Couples Artistes... Un texte inspiré de m. François Vincent, artiste peintre, plasticien, président d'honneur de l'exposition couples Artistes de la fondation Jordi Bonet.


La généreuse invitation que nous a adressée la Fondation Jordi Bonet s’intitule " Couples Artistes " invitation de Sonia et de Laurent que je souhaite d’abord remercier. Je crois qu’à sa lecture, on a tous été interpellé par le mot "couple". Nous évoluons dans une sphère où la nature du travail dépend le plus souvent d’une personne. Cette fois-ci le thème choisi  convoque deux personnes et l’histoire de leur complicité est tout probablement différente d’un couple à l’autre. Elle l’est certainement en surface. Cependant, si l’on creusait le moindrement, elle pourrait nous offrir les mêmes fondements. Permettez-moi de partager brièvement quelques réflexions ce soir  avec vous à ce propos.

 

Paule et moi formons un de ces couples depuis maintenant plusieurs années. Depuis plusieurs années, nous sommes restés fidèles à bien des choses. De petites choses imbriquées les unes dans les autres et qui au fil du temps tissent des paysages qui au bout du compte ne peuvent que nous ressembler. L’expression artistique  nous ayant constamment rattrapé, ces paysages aujourd’hui nous supportent. D’un pas de côté on les contemple et avec des pas, disons, vers l’avant on les partage. On arrive même à les transmettre.

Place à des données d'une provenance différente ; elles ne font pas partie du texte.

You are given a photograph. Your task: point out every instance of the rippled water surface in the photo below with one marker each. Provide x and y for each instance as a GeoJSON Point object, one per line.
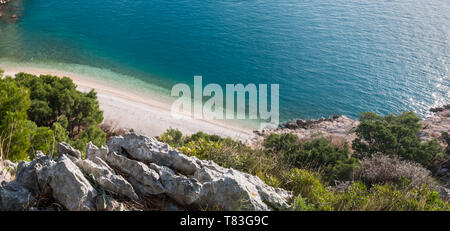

Parlons d’abord de Paule si vous le voulez bien.

 Après un cours de haute couture a l’école Cotnoir Caponi, et ici nous sommes déjà dans la nostalgie, le nom lui-même est évocateur d’un lieu aujourd’hui disparu …lieu de haute couture et haut lieu de dextérité fine, Paule donc, devient imprimeure en taille-douce engagée dans un atelier d’estampes. Autre métier, - et encore, si c’est possible- davantage dans la marge. Une marge pourtant où nous nous sommes rencontrés et dans laquelle nous partageons tout naturellement des goûts. Où sans trop se l’être dit au départ, on finit par avoir les mêmes fréquentations esthétiques.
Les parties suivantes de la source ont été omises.